フウゲツはスノウと踊り、シュリはその場にいないヴァイスに憤りを覚える。
やがて祭りはクライマックスを迎え、『Harvest Rainの乙女』に選ばれたレイチェルが、光の雪を降らせる……
ヴァイスは、魔王の森の近くを歩いていた。
そしてそこで、銀髪の少女を目撃する……
−『アルカディア』編−
■滅びゆく世界(prologue)
赤の世界アルカディア。
これは、<帝国>の傭兵たちの物語である。
人型にもなれるアニマルタイプ(猫)のメーヴェ(魔族)、リトナ・A・I。
大型トカゲ人で、パワーファイターの、ビオ・サバール・ローレンラウシェン。
黒い翼を持つ元文官の、ヴァンダイク公爵(ラフロイグ・モートラック・フェルティマイア)。
生物に寄生し能力と身体を奪う指輪、ドモ・ルール。
4人は、<帝国>の96番目の姫フェルチアイアの私設傭兵団レプス隊の第04小隊に属している。
「それ」は、空から降りてきた。
<帝国>の西の砦で、<帝国>と<連合国>の傭兵たちが衝突していた。
そこへ突然襲い掛かる光の<種>と<職種>。
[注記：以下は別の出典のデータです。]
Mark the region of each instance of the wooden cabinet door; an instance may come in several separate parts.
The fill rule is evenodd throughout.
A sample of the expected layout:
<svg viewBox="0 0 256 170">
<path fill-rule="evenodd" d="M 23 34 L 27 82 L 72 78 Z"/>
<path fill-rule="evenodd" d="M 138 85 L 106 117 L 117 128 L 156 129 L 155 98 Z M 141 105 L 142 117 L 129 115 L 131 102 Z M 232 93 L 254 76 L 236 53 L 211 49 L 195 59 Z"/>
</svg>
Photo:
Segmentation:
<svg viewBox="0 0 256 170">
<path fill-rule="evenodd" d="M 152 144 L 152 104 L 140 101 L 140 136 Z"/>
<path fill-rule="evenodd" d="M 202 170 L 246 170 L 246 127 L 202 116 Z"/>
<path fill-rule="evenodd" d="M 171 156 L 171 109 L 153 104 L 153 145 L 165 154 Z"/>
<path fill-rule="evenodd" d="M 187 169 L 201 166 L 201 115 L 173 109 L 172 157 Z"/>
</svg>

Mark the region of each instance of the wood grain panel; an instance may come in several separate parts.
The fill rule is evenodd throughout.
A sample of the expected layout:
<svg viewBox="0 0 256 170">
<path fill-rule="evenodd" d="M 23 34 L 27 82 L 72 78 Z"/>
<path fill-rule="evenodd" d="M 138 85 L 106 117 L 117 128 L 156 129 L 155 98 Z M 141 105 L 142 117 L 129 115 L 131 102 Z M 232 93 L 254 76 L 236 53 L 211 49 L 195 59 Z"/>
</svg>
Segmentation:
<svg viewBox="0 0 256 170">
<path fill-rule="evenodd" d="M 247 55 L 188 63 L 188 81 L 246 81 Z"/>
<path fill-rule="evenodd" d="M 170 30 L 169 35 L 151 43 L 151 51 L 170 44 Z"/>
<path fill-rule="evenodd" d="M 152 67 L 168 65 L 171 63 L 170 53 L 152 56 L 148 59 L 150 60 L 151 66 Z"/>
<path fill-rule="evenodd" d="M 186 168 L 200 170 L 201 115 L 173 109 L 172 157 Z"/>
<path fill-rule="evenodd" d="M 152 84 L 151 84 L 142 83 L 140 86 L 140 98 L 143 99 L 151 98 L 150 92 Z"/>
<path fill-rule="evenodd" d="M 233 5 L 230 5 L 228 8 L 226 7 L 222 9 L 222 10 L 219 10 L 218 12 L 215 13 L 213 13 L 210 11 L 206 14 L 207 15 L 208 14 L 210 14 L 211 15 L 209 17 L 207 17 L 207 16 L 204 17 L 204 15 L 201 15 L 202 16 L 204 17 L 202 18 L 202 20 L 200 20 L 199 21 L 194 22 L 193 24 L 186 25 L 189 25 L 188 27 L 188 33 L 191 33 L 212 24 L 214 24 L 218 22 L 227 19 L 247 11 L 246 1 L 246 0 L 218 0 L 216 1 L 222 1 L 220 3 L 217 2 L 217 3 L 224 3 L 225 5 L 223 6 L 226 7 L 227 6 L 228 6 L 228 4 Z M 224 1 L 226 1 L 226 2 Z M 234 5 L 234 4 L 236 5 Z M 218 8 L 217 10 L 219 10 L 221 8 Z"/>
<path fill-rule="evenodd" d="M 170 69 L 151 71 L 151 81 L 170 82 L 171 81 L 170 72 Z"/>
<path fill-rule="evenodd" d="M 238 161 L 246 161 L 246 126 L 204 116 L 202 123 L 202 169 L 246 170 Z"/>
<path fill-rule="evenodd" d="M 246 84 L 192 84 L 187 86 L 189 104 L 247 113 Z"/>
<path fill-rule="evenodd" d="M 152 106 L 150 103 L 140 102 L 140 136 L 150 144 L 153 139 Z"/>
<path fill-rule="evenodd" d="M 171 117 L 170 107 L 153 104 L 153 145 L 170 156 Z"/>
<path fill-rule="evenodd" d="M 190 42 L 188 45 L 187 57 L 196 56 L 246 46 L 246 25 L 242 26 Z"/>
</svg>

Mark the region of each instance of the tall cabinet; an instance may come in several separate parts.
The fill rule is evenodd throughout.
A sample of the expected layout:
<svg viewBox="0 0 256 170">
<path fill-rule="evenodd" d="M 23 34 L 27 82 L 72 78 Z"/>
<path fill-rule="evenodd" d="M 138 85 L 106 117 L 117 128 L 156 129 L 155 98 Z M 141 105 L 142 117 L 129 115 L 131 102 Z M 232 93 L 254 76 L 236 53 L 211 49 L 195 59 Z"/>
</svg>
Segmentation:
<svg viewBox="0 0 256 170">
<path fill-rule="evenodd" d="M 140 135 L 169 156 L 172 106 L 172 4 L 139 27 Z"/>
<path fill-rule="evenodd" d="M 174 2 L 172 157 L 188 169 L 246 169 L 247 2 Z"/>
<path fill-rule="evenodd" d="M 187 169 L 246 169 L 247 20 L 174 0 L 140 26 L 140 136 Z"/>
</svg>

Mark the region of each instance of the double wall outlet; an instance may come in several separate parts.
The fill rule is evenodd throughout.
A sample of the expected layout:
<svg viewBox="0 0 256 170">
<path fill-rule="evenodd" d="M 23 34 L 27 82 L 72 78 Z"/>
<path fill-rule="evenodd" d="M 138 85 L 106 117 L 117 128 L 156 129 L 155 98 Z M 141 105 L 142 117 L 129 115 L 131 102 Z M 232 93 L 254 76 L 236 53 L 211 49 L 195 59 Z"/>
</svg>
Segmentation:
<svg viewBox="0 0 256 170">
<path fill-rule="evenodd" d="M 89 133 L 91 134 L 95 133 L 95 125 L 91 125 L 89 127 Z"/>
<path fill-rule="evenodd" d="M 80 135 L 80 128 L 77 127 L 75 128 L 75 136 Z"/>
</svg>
そして無数の<羽>が空を覆う。
破壊と殺戮。
<光>が消えた後には、累々と横たわる死体が残った。
死体処理の最中、一行は高魔法力を内包した<光の玉>を手に入れる。
「……この星は、もうすぐ滅びるでしょう……」
間もなく滅ぶ星を救う手立てを求め……レプス隊は<真なるアルカディア(楽園)>を目指す。
■鉄格子の向こう(ACT2.0)
途中枯れた村に立ち寄ったレプス04小隊。
そこには、門の鉄格子を切る老人がいた。
息子がそこを通るのだと信じて、奇妙な、儀式にも似た作業を続ける老人。
鉄格子の向こう側に息子の骨を置くこと――それが老人にとっての<真なるアルカディア>への道だった。
作業を終え息を引き取った老人を見取り……一行は旅を再開した。
■召喚士の少女(ACT4.0)
ドモ・ルールの精神操作が解け、正気に戻った癒し手の女性(彼女は<帝国>の砦でドモの『身体』用に拉致された、<連合国軍>の傭兵である)。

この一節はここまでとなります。